Last year, we showed that it was easier than you might expect to hijack a Facebook page and lock out the original admin.
Here’s a video I made at the time, where I showed just how page hijacking could occur.
(Enjoy this video? Check out more on the SophosLabs YouTube channel and subscribe if you like.)
Facebook page hijacking is an important issue, because so many companies and celebrities treat their Facebook page as a critical part of their marketing activity, with some brands having millions of fans.
Don’t forget – a Facebook page which has been hijacked could be used to spread malicious links, spam or scams.. all in your brand’s name!
The good news is that Facebook has now improved protection for Facebook page administrators. Rather than hand over the keys to the entire Facebook page (and effectively give them as much power as you, the original administrator) you can assign your fellow admin lower rights – which can prevent them removing you as an admin.

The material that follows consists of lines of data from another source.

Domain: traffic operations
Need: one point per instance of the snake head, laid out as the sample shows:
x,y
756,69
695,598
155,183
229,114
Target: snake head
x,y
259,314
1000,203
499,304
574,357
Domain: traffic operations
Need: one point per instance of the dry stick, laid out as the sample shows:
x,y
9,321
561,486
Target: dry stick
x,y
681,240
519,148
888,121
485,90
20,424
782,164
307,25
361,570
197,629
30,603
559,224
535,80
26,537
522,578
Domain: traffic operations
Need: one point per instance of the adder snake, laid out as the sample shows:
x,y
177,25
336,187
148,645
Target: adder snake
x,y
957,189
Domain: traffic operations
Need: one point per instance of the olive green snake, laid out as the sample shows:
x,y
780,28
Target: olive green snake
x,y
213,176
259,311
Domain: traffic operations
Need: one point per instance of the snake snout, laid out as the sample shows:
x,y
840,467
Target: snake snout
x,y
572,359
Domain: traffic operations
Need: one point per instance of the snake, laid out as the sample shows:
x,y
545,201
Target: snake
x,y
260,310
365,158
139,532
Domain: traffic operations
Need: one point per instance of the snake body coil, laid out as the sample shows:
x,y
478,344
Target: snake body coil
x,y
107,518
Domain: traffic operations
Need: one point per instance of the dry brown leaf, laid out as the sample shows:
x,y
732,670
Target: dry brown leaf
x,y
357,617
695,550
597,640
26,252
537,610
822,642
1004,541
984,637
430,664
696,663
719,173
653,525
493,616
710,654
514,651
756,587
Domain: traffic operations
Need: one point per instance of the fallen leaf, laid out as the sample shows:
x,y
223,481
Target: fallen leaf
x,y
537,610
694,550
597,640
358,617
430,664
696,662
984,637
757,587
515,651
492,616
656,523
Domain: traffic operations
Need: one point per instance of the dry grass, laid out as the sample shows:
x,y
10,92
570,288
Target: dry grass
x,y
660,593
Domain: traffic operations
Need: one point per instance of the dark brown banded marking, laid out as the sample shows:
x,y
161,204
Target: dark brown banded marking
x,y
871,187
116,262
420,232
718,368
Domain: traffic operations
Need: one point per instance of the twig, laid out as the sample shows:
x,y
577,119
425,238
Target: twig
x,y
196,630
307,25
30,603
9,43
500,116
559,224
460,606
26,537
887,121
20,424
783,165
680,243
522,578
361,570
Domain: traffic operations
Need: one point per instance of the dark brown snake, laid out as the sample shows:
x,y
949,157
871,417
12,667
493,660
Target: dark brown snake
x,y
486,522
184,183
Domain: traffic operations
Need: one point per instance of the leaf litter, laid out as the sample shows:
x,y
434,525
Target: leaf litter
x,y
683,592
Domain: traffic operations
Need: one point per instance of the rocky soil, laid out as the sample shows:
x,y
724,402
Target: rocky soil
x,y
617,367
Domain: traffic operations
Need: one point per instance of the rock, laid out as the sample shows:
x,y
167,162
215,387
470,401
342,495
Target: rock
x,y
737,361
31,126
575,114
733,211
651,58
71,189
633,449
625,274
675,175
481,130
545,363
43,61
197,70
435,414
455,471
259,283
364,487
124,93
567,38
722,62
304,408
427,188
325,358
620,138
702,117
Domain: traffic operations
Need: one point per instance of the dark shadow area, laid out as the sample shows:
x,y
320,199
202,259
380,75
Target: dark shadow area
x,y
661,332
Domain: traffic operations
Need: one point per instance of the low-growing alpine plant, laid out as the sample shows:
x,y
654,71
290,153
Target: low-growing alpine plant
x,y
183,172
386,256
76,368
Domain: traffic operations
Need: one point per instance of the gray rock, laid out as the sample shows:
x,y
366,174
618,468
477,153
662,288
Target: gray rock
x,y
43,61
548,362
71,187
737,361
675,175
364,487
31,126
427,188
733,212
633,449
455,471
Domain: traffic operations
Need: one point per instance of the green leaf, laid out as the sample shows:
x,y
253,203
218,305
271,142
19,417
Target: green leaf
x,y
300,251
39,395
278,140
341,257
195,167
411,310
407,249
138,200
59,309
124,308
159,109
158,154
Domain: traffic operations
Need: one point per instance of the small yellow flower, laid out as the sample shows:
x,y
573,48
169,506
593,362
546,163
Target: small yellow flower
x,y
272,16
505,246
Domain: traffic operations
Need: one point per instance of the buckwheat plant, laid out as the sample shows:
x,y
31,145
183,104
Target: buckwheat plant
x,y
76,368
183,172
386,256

Under the newly introduced system, page admins can be assigned specific roles: The most powerful role remains “Manager”, but there is also “Content Creator”, “Moderator”, “Advertiser” and – at the bottom rank – “Insight Analyst”.
Facebook page managers have the power to send messages, view insights and create posts and adverts. Crucially, they are also the only role which can access admin roles, and remove other administrators.

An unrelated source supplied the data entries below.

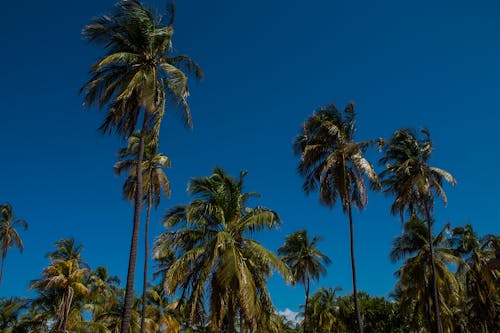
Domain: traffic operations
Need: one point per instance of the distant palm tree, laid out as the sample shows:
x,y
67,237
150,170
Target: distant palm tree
x,y
481,294
9,236
305,260
10,313
215,258
324,309
155,183
333,163
416,293
65,279
132,80
67,249
415,184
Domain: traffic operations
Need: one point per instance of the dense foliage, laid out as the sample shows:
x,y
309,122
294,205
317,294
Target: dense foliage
x,y
212,273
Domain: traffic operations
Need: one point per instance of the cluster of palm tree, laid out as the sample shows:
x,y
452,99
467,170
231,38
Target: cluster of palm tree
x,y
213,273
332,162
133,81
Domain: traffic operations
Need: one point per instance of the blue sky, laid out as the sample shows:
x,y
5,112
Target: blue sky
x,y
268,65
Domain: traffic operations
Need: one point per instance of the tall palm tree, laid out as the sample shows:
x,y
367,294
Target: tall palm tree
x,y
132,80
155,183
9,236
415,184
215,258
65,280
333,163
324,309
305,260
10,313
416,293
67,249
480,291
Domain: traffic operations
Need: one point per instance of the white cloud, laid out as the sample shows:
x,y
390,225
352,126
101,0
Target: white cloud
x,y
290,315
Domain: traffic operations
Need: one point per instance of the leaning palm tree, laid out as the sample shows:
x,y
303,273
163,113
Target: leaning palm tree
x,y
415,291
215,258
132,80
9,236
67,249
333,163
64,280
481,295
414,185
306,262
155,183
324,309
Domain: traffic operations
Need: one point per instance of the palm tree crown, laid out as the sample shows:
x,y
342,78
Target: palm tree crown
x,y
415,184
416,292
409,177
305,260
133,79
137,71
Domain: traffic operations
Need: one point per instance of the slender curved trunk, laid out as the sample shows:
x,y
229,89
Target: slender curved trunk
x,y
231,316
306,308
437,317
129,291
353,267
146,260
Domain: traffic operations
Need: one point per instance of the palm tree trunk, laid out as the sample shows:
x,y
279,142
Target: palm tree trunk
x,y
129,291
353,267
4,254
439,327
146,257
306,307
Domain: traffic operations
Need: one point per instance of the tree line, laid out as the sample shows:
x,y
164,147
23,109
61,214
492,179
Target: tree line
x,y
213,273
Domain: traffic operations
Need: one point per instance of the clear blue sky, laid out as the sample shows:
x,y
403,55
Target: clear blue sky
x,y
268,65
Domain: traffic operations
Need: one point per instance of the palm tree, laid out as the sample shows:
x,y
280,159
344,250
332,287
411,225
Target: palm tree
x,y
65,280
9,236
67,249
155,183
305,260
416,293
324,309
415,184
10,313
479,281
215,259
332,162
132,80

In the past, staff who simply wanted to access a Facebook page’s admin panel to view statistics on how users were engaging with it, or running advertising campaigns, needed full admin rights – something which could be a disaster waiting to happen.
Facebook’s Help Center describes the different roles for page administrators.
It’s great to see Facebook maturing its system in this way. If you’re in charge of a Facebook page, and sharing access to the page with other people, you would be wise to check the roles used by your co-admins now – and adjust them as required.
Here’s how you check who is an admin on a Facebook page that you administrate:
- Open your Page’s admin panel
- Click Edit Page
- From the left column menu, click Admin Roles
- Type the names of other people you’d like to add in the open field
- Click Manager below the name to choose what kind of admin you want to add
- Click Save Changes
Giving a co-admin too much power may bite you in the bottom later, if their account is compromised or if they become mutinous and try to hijack control of the page from you.
If you’re a Facebook user and want to keep up on the latest threats and security news I would recommend you join the Sophos Facebook page – where more than 180,000 people regularly discuss the latest attacks.
7 comments on “Run a Facebook page with other admins? You need to read this”
I really like this idea. I've seen so many pages owners get the shaft from a rogue admin.
Excellent post and thanks for the info GC!
I claim full credit for this new improvement over Page admins etc.
I had a page with 19k followers, Ocean conservation theme. I was locked out in just this way by a jealous co-admin that I had brought on to the team to help. I was able to prove to facebook that I was the page creator and had the page closed down. My name was muck for a long time in the conservation World for that.
Since that day, almost a year ago, I have sent untold number of communications to facebook requesting that implementation, I even sent a message to the big 'Z' so wondering if that landed.
Maybe they were planning this all along but it's nice to dream! I welcome the change. I have since built my business page to almost 22k followers, Ocean sports, and as such welcome the option for designating specific admins with respective access to their role responsibilities.
So what happens now when the sole superadmin dies or leaves?
What about Group pages? They can be hijacked too!
This was originally posted 3 or 4 years ago. Has FB resolved it yet? It really incredible they would allow this.
Also, they should create roles where people can do everything in the page, but have no admin rights to persons and roles. Its like they never worked for a real business before.